体関節の中でも特に、首は、脊髄、動脈、気道等、生命維持に関わる部分の集まる非常にデリケートな部位なので、充分な安全を確保して、負担をかけないようにする必要があり、可動式首サポータの動作制御には、高い精度と信頼性とが求められる。また、首以外の部位であっても、程度の差はあるが、高い精度と信頼性が求められることには変わりない。

【特許文献1】特開2001-133300号公報
【特許文献2】特開2001-165268号公報
【特許文献3】特開2001-166676号公報
【発明の開示】
【発明が解決しようとする課題】
【0005】
このような福祉機器は、使用する人の状態に柔軟に適応した動作制御を行うことが好ましい。なぜなら、使用する人によって障害等の程度は異なり、また同じ人であっても、
障害等の状態は常に変化するので、適切な支援動作を実現するためには、使用する人の状態に柔軟に適応することが求められているからである。
【0006】
しかし、従来の制御技術の多くは、主にプラスチックなどの石油化学製品を生産する
化学工場におけるプロセスシステムの制御や、工業用ロボットの制御など、人の介在しない機械系の中で用いられてきたものであって、人体を対象とする福祉機器のように、動作制御に高い柔軟性や信頼性を必要とする機器に、そのまま利用することはできない。
【0007】
化学プロセス制御系などでは、比例・積分・微分制御、いわゆるPID(Proportinal Integral Differential)制御手法が広く用いられている。これは、PIDゲインのもつ物理的意味が明確であり、制御構造が比較的簡単であることなどによるものである。しかし、制御性能に大きな影響を与えるPIDゲインの調整法については、通常、非線形性を有するシステムに柔軟に適応させることはできなかった。すなわち、非線形なシステムの制御については、動作点近傍での線形近似システムを求め、それに対して線形フィードバック制御を使用して、PIDゲインを決定することが一般的であるが、この手法では制御性能に限界があるうえ、制御対象の特性変化には適応させることが難しい。したがって、これら従来の制御技術では、人体を対象とする福祉機器のように、個人差や経時変化に柔軟に適応すべき機器の制御を満足に行うことはできなかった。
【0008】
本発明は、前記の問題点に鑑みてなされたものであり、その目的は、対象となる人体の個体差や経時変化に柔軟に適応し、高い精度と信頼性とを実現する体関節サポータを提供することにある。
【課題を解決するための手段】
【0009】
本発明に係る体関節サポータは、上記課題を解決するために、使用者の身体動作をサポートする体関節サポータであって、外圧により変形可能な内部材とその内部材の外周囲を覆う空気膜を備える空気膜構造体を備えている。
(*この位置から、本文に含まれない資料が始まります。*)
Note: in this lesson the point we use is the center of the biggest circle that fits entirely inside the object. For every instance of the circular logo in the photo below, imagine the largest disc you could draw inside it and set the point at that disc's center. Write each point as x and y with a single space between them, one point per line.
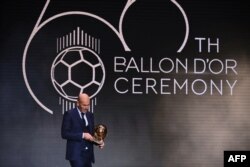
76 70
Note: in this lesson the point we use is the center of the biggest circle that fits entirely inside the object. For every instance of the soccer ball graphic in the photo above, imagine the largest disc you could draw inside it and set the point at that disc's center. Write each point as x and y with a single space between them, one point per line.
76 70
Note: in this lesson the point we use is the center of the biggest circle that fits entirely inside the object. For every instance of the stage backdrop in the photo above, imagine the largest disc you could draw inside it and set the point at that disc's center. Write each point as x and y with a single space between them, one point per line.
170 79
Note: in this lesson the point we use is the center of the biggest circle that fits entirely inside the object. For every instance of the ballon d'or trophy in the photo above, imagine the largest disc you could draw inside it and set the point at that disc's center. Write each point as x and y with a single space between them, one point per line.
100 133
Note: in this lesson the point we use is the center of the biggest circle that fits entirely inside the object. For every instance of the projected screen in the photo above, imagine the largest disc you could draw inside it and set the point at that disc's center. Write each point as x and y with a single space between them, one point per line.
169 79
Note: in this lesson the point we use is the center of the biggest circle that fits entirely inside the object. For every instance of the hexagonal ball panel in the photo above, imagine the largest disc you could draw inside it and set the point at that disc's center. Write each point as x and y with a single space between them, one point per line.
71 56
71 89
60 73
81 73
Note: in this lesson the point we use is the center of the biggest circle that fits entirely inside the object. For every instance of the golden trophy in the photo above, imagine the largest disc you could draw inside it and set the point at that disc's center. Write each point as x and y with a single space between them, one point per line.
100 133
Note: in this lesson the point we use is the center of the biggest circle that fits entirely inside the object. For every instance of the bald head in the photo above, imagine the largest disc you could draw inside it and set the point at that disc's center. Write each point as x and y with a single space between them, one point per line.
83 102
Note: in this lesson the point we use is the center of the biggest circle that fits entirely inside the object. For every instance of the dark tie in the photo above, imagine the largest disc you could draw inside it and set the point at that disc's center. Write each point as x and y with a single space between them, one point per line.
83 118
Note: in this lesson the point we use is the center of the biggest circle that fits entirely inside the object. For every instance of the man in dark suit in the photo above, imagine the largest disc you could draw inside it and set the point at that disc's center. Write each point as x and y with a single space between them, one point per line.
78 130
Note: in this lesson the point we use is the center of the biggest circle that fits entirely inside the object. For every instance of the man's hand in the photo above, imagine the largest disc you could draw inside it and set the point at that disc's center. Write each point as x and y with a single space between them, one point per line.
88 136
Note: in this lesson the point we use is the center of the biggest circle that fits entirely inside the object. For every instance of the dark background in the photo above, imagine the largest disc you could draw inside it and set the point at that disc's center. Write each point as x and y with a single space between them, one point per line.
143 130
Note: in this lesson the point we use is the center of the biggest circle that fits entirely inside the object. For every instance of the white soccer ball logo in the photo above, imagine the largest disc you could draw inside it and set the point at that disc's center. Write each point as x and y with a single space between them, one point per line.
76 70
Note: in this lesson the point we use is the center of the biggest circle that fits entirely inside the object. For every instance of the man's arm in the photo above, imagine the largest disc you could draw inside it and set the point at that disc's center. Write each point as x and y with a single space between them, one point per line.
66 130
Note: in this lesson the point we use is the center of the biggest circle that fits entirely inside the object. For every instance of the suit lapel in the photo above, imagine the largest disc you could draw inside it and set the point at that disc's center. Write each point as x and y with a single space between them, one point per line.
77 116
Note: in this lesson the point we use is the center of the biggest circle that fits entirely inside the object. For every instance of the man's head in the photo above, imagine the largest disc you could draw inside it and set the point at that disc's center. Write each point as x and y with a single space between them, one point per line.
83 102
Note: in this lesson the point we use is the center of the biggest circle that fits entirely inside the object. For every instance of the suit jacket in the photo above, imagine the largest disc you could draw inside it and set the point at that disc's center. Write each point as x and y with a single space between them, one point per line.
72 129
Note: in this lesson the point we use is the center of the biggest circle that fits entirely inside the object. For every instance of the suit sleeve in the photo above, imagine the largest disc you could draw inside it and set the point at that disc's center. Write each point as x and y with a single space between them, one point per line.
66 131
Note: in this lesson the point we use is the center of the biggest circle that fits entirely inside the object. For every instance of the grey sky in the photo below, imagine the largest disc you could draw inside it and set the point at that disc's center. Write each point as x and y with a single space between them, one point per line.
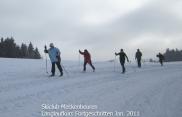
101 26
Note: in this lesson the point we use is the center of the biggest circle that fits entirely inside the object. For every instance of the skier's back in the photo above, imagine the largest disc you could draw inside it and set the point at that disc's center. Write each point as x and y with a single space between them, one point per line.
122 56
54 55
138 56
161 58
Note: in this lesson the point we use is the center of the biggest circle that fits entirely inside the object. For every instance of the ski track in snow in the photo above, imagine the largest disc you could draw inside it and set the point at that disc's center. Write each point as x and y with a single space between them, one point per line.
153 90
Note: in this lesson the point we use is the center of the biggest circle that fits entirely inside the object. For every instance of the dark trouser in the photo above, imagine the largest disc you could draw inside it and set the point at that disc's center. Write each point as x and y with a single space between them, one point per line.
59 67
85 63
161 62
139 62
123 67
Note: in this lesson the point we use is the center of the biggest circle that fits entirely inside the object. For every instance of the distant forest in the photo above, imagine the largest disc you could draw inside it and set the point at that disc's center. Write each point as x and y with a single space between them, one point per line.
9 49
173 55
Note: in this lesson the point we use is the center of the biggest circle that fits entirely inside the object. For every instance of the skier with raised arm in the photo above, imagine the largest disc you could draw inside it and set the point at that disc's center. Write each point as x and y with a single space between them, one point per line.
54 55
138 57
122 56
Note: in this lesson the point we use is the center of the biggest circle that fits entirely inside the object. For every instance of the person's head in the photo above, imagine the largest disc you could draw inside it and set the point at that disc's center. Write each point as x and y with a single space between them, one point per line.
51 45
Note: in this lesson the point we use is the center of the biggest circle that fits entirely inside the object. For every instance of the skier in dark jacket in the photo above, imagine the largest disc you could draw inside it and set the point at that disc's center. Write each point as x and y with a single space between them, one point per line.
55 58
161 58
138 57
87 59
122 57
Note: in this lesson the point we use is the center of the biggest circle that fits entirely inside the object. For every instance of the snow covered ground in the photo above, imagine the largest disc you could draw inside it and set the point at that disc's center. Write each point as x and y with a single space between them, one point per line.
152 91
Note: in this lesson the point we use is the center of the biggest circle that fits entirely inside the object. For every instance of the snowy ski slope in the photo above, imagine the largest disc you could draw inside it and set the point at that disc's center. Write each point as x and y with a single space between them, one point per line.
152 91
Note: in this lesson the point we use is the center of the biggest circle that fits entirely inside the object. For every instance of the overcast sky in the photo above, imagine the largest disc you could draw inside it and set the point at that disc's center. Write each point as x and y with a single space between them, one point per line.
101 26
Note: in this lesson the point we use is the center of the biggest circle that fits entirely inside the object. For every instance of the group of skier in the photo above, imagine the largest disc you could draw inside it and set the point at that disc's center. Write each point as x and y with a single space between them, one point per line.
54 55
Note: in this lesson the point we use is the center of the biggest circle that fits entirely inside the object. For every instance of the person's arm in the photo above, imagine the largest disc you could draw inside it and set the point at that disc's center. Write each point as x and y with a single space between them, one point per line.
117 53
45 49
127 57
58 55
81 52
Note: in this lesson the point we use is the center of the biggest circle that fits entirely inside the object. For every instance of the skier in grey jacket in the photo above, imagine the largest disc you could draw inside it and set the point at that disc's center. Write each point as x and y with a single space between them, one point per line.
54 55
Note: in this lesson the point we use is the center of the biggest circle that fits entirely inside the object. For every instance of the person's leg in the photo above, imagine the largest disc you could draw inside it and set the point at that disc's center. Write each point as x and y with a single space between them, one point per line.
53 68
84 66
123 67
59 67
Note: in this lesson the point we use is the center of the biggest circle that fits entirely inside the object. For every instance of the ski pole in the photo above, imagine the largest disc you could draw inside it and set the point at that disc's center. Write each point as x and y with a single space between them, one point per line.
115 63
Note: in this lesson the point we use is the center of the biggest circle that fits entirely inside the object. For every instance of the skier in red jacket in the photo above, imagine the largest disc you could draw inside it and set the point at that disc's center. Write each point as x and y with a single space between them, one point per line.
87 59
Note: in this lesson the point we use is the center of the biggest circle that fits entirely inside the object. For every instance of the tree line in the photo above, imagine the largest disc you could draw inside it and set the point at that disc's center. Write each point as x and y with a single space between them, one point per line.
9 49
173 55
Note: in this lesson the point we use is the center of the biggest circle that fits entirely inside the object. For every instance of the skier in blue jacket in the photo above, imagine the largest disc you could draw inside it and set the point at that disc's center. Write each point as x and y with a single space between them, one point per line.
54 55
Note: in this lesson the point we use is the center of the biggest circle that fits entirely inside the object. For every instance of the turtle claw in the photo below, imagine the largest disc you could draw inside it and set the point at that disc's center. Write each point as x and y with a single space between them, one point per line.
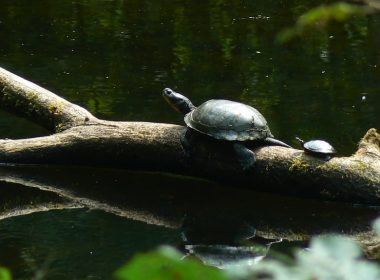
245 156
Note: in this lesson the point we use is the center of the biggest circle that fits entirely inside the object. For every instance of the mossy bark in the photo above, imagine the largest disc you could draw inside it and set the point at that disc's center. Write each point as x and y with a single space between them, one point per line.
81 138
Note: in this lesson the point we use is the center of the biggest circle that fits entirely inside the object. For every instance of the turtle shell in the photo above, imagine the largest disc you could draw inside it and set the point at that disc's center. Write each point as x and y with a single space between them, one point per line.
319 146
228 120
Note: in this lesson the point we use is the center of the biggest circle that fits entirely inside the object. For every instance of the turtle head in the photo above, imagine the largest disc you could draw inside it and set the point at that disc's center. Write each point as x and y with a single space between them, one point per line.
300 140
179 102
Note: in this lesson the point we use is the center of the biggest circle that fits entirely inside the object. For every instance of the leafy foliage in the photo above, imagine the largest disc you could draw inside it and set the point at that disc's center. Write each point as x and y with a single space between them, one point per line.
5 274
166 263
328 257
322 15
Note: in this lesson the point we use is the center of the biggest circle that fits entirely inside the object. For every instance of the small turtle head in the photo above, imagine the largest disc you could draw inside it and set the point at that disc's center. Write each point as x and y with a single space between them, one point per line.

上記構成空気膜構造体には、上記空気膜の内部へ送排出される空気の量を調節する電磁弁と、
上記空気膜の空気圧を取得する圧力センサと、上記内部材の変位量を光量の変位量として取得する光センサと、上記電磁弁を制御する体関節サポータ制御部が接続されている。ここで、上記体関節サポータ制御部は、上記空気圧と前記光量の変位に基づき、前記電磁弁による空気の送排出の調節制御をするようにしている。
【0010】
また、本発明に係る体関節サポータでは、上記体関節サポータ制御部による上記電磁弁の調節制御に適応学習型制御を用いる。
【0011】
また、本発明に係る体関節サポータでは、上記体関節サポータ制御部による前記電磁弁の調節制御に、小脳演算モデルを利用することで、上記適応学習型制御の制御パラメータを決定している。
【発明の効果】
【0012】
以上のとおり、本発明に係る体関節サポータによれば、比較的簡単な制御構造によって、安定した制御を実現すると共に、システムの非線形性にかかわらず、利用者の個人差や経時変化に柔軟に対応することができるという効果を奏する。
【発明を実施するための最良の形態】
【0013】
〔1.システムの概観〕
本発明の一実施形態に係る体関節サポータを含むシステムの概観を図1、図2を参照して説明する。
【0014】
体関節サポータシステムは以下の部位により構成されている。使用者の意思を入力する入力機器であるユーザ意思取得部100。なお、本実施の例では眼鏡形状の視線入力装置を使用している。使用者の身体に装着する、体関節サポータ200。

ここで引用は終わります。